We live in a world which is increasingly defined by data. My company, Mastodon C, are specialists in Hadoop (open source data technology) and data science (fancy name for finding insights in the data, sometimes using fancy maths). It’s a great time to be around for data lovers like us: all the problems just got very interesting. We finally have the software and hardware tools, the raw data, and the wider world realising the value of it all, coming together in a very exciting way. Also, the Harvard Business Review just said I have the sexiest job of the 21st century. So what’s not to like?

But why bother to make data open?

There are a bunch of political and philosophical reasons, but there is also one very big and very concrete reason, speaking as someone who tries to extract insight from data for a living: it’s hard to know, when you first get a dataset, what the value of it might be. There’s always a period of experimentation, in which you try looking at it from different angles, matching it up with some different things, and analysing it using different tools. Sometimes the most exciting, glamorous dataset turns out to be relatively boring because there’s nothing you can find beneath the surface. On the other hand, dull and straightforward data can become something special when looked at through a novel analytical lens, understood by a domain expert, or combined with some other dataset which adds new layers.

If data is closed, that experimentation period can be sadly truncated. Only a couple of individuals inside an organisation’s walls get to do any of that experimentation, and the data only gets to be combined with other data and domain knowledge that are also already inside those walls. In a closed world, most data never encounters the analyst and the context that will really make it live and breathe.

We got a nice example of this recently, tinkering around together with a large set of open government data. Our initial intent was pretty idle: I wanted to stress-test our technology platform by throwing a big set of data at it and doing some big calculations at random. But by combining our data crunching skills with interesting questions and insights from some domain experts about how this particular part of government works, we’re now looking at mapping and identifying government savings opportunities on a huge scale. The exact details are under wraps for the time being, while we cross-check everything, but it looks like we’ve come across something genuinely very valuable.
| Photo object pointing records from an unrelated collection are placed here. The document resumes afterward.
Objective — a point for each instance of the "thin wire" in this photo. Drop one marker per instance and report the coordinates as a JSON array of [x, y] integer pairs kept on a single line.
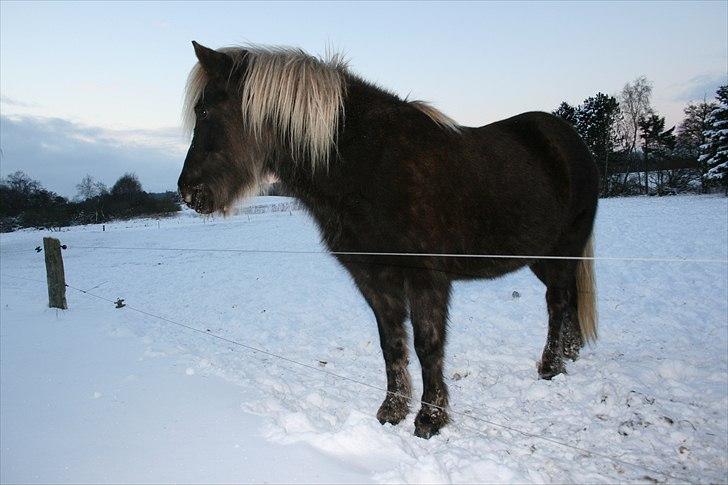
[[371, 386], [421, 255]]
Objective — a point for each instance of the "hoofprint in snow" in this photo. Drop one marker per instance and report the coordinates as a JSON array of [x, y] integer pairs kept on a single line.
[[96, 393]]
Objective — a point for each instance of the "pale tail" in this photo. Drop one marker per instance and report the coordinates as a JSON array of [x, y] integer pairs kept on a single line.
[[586, 289]]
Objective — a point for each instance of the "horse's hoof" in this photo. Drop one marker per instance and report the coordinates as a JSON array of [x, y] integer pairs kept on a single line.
[[550, 368], [429, 421], [571, 352], [393, 410]]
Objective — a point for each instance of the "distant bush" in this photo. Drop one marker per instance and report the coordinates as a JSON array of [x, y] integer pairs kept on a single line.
[[25, 203]]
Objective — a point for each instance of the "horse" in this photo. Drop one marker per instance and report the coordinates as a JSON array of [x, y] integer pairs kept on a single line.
[[407, 199]]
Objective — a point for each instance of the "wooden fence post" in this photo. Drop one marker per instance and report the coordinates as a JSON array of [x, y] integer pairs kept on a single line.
[[54, 273]]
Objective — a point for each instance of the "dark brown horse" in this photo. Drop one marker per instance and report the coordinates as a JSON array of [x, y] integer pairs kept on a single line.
[[387, 175]]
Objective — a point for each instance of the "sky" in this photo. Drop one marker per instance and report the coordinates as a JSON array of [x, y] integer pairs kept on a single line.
[[97, 88]]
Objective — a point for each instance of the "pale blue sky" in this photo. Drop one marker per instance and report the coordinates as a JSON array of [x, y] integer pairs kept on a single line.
[[113, 73]]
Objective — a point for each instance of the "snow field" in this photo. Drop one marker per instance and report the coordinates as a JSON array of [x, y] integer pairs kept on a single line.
[[653, 391]]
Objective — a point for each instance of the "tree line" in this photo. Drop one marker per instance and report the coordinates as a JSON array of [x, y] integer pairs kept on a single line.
[[24, 202], [637, 154]]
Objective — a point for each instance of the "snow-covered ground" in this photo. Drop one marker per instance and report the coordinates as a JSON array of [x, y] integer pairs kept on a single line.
[[99, 394]]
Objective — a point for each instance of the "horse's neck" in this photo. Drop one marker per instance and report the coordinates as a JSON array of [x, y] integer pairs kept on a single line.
[[323, 186]]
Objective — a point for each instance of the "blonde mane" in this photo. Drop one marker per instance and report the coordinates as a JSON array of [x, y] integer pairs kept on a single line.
[[298, 95]]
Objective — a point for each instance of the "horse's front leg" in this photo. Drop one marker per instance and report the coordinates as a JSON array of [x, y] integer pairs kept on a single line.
[[429, 300], [384, 292]]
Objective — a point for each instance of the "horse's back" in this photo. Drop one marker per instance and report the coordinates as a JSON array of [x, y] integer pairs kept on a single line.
[[539, 154]]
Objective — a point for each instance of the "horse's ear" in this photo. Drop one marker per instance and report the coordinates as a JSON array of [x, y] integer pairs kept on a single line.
[[213, 62]]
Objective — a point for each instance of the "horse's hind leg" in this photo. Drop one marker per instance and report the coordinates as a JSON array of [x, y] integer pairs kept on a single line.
[[429, 298], [564, 336], [383, 290]]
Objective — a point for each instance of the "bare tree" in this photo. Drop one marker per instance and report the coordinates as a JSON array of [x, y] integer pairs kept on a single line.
[[634, 102], [86, 189]]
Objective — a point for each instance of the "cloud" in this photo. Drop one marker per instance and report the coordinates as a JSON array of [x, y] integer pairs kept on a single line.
[[701, 86], [59, 152], [15, 102]]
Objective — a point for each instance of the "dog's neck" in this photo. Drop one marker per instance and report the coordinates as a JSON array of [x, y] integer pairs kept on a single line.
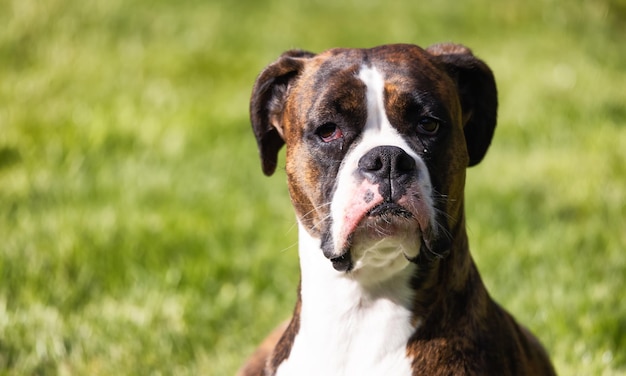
[[347, 327], [350, 327]]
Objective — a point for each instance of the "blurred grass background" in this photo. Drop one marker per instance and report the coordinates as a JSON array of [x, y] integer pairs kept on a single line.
[[138, 235]]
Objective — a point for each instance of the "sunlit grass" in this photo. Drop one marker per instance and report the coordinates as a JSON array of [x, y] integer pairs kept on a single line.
[[139, 236]]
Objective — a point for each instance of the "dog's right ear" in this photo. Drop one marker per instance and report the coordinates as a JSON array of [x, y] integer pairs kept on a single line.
[[268, 101]]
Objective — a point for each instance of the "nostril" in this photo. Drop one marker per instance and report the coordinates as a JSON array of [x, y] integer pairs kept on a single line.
[[404, 163]]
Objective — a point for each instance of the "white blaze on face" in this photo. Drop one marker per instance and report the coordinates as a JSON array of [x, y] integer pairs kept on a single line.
[[348, 205]]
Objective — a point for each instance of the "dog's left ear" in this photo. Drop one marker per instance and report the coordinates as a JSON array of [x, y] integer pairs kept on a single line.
[[267, 104], [478, 94]]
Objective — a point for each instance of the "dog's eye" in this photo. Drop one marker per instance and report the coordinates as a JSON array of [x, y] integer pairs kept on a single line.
[[428, 126], [329, 132]]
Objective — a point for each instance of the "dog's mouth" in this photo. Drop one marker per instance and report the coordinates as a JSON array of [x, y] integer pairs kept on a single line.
[[385, 220]]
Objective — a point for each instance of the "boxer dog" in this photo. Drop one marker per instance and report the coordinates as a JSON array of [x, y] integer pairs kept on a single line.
[[377, 142]]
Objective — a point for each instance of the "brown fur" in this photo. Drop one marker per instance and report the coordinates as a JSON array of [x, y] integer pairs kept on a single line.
[[463, 331]]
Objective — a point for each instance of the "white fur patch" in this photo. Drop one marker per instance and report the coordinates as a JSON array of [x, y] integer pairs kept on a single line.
[[358, 322], [347, 328]]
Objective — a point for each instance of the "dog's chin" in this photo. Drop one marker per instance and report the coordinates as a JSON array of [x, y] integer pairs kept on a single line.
[[383, 241]]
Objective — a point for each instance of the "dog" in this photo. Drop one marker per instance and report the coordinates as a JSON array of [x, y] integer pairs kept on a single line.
[[377, 144]]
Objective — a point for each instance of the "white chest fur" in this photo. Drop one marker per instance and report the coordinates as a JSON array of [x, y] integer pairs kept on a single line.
[[347, 328]]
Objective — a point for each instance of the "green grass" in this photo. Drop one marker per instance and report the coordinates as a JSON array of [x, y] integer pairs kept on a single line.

Without data being open, we as a company would never have been able to even start experimenting and learning about it, and we’d never have had the chance to build up its value and then give that back to users. We’re now looking at turning this into some real and very interesting products, all because the openness of data made the friction low enough to try some new approaches out.

I think this shows the very real value of open data, and also shows why we’re very pleased and proud to be the Open Data Institute’s first incubation company.